Thursday, July 16, 2009

Sadness

Last night I felt restless and vaguely sick. I couldn't relax, I had heartburn, I wanted to vomit. I sat around in front of the fan and stewed. Eventually I was able settle down to and sleep but just had an uneasy feeling.

My grandfather died last night. In the back of my mind I think well maybe I knew (though that statement makes me want to slap myself a bit too so there is that).

I am thirty years old and until last night at some point all of my grandparents were alive. They are all in their mid-eighties so they have the usual physical complaints, they forget things, my mother's parents shouldn't be allowed to drive cars but they do. But they were all alive and doing things to make us all laugh and cry and worry. Now there are three of them. I don't know what to do about that.

He never got to hold Mo. When we took her back last year he had the flu and she was only three months old. So he watched her from a distance. My mom and I are going next week, he would have got to hold her this year. We missed it by less than a week.

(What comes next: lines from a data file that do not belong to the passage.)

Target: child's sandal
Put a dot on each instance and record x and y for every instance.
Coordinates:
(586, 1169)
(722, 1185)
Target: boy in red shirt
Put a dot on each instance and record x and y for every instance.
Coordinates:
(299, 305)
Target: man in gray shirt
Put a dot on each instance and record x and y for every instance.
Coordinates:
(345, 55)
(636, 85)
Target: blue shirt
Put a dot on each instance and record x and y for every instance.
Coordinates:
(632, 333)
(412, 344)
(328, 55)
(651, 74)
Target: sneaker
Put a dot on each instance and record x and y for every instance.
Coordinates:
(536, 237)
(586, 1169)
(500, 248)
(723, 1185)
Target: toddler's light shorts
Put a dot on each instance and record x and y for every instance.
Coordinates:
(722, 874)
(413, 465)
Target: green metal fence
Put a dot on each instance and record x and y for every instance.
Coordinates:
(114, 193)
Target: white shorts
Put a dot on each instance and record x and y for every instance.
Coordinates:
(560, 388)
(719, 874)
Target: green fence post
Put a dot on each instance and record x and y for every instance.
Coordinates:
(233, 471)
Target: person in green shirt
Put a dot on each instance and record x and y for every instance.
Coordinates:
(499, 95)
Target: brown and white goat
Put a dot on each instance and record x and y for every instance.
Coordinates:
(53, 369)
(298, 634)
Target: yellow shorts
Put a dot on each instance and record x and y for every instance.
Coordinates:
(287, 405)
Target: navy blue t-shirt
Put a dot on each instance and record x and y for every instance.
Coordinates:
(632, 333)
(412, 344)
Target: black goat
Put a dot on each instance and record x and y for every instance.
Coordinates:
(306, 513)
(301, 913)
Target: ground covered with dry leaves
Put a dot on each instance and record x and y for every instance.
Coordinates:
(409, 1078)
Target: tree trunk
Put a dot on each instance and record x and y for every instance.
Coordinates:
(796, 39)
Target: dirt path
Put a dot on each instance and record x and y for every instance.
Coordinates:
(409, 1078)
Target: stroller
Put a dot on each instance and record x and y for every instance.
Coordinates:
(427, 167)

I remember his leathery face. How he smelled like Brut shaving cream. How he would shower two or three times a day. How he loved the Cubs and taught me to love baseball. The summers before we moved to Washington my sister and I would go to stay with my grandparents for a couple of weeks. We would play out in their yard and garden and overheat ourselves and then I would settle in the den to watch baseball with my grandpa. It would be all dark and cool from a fan and we would lazily watch the game and doze off and curse when they lost (and often when they won).

He restored his mother's piano for me. Because he thought I played (I don't). But I promised him I would learn now. He made me a beautiful chair. He made the bar in my entry way (it's not really a bar but well)--if my mother thinks she is getting that back she is crazy.

He used to wake me up in the middle of night to eat ice cream or peanut butter and butter sandwiches.

My mother and I used to scour the Western stores looking for shirts in a size that can only be called skinny assed tall.

He would wear cowboy boots and was so sad when he had to stop because of his bad back.

My grandparents were classic depression era grandparents. They re-used everything long before it was fashionable. They have the same damn WINDEX bottle as they had in the sixties--with the packaging they haven't used in thirty years.

Oh you guys I have nothing good to say I am just so devastated. I would give almost anything to see him one more time. They are going to tear his house down, the one he built all by himself. The tiny little house they have lived in since my father was seven years old. Tiny rooms, shower in the bathroom, walled in porch where he hid from my grandmother. When I get there I am going to breathe so deeply, trying to store that smell in my memory. I wish I could bottle it, save it for times when I really need it. I might steal the Windex bottle for those times coming up ahead.

2 comments:

Frank said...

I'm so sorry for your loss. It sounds like you had such a great relationship with him I know he will be missed.

Linda said...

:(

I have nothing to say to make you feel better except that I'm sorry. Sniff.